The MoJ considered, but ultimately rejected, the need to reform the substantive law of defamation. There was insufficient evidence to suggest that reform to the law of defamation would have the desired effect (and, indeed, the Call for Evidence demonstrated that SLAPPs are also pursued in other fields of law, including data protection, trademark, and privacy claims). The first two stages of the early dismissal process constitute key components of identifying SLAPPs whereas the third stage constitutes a need to balance the claimant's right to a fair hearing of their complaint, particularly in circumstances where they have not fully presented the evidence to the relevant court or tribunal. The MoJ has proposed that where all three elements of the test are satisfied, the claim would be dismissed summarily, whereas a claim only satisfying the first two – i.e. with some evidence of merit - could still proceed provided that it is subject to special measures (e.g. the cost capping regime).

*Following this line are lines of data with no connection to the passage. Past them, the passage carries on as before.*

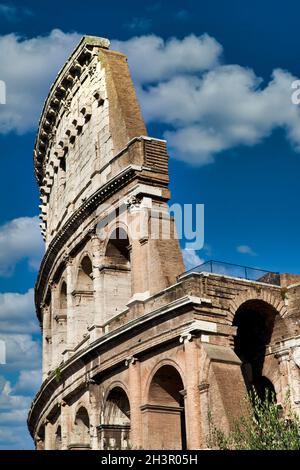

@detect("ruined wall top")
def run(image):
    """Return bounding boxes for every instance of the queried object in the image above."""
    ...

[34,36,147,243]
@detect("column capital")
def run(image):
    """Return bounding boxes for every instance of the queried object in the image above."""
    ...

[198,382,209,393]
[125,356,139,367]
[63,253,73,266]
[179,331,195,343]
[49,278,57,290]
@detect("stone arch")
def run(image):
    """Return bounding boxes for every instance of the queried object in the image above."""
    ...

[228,286,287,322]
[143,359,184,402]
[100,224,132,322]
[233,299,285,399]
[143,361,187,450]
[100,384,130,450]
[76,252,93,291]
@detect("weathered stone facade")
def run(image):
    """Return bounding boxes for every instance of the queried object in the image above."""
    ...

[28,37,300,450]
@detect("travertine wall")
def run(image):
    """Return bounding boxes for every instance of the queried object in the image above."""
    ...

[28,37,300,449]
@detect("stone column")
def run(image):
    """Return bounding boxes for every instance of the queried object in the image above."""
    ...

[127,196,149,300]
[125,357,143,449]
[45,420,53,450]
[199,382,210,448]
[180,333,202,450]
[276,349,300,416]
[65,256,76,349]
[60,400,71,450]
[91,233,104,327]
[41,304,52,381]
[49,280,61,369]
[88,379,100,450]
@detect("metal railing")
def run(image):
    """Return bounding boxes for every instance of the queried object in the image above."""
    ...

[183,260,280,286]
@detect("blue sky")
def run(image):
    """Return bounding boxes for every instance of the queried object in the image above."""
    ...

[0,0,300,449]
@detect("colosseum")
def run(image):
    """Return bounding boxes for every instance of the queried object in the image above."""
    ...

[28,36,300,450]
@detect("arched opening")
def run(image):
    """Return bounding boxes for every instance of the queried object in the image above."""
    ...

[100,387,130,450]
[233,300,278,399]
[54,426,62,450]
[73,255,94,342]
[69,406,90,450]
[143,365,186,450]
[101,228,131,321]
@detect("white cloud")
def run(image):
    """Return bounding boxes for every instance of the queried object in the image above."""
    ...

[0,3,33,21]
[236,245,257,256]
[0,332,42,372]
[0,29,300,165]
[111,34,222,84]
[0,29,81,134]
[0,377,33,450]
[0,217,44,276]
[0,289,39,334]
[113,35,300,165]
[13,370,42,396]
[182,248,204,270]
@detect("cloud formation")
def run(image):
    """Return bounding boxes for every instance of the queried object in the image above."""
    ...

What is the Environmental Cost Protection Regime?

The Government initially introduced a fixed costs environmental cost-protection regime into CPR Part 45 on 1 April 2013 to discharge of its obligations under the Aarhus Convention and the Public Participation Directive (2003/35/EC) to ensure that the costs of bringing certain environmental challenges are not "prohibitively expensive."

The rules initially capped adverse costs that a court could order as follows:

(a) for an unsuccessful claimant, liability to other parties was capped at £5,000 for individuals and £10,000 for organisations; and

(b) for an unsuccessful defendant, liability to the claimant was capped at £35,000.

These default cost caps were subsequently amended to allow for variations upwards and downwards according to financial means.


The MoJ's Call for Evidence has clearly identified that SLAPPs represent a growing issue in the jurisdiction which has the potential to – without any intervention - impinge on fundamental liberties of free speech and free press. It is clear that the MoJ is taking this concern extremely seriously and is working expeditiously to implement measures to tackle SLAPPs and related behaviours. The political will for change is, at least in part, influenced by the Russian-Ukraine conflict and the desire to offer effective mechanisms to dispose of baseless legal claims made by oligarchs and state-controlled entities connected to the Putin regime. That said, it remains to be seen whether the proposals can effectively be translated into the statute books in a delicately balanced way to ensure that the reforms, on the one hand, don't stifle legitimate reporting, but on the other hand, don't prevent individual and corporate actors from legitimately protecting their interests by seeking court-based interventions to hold a party to account.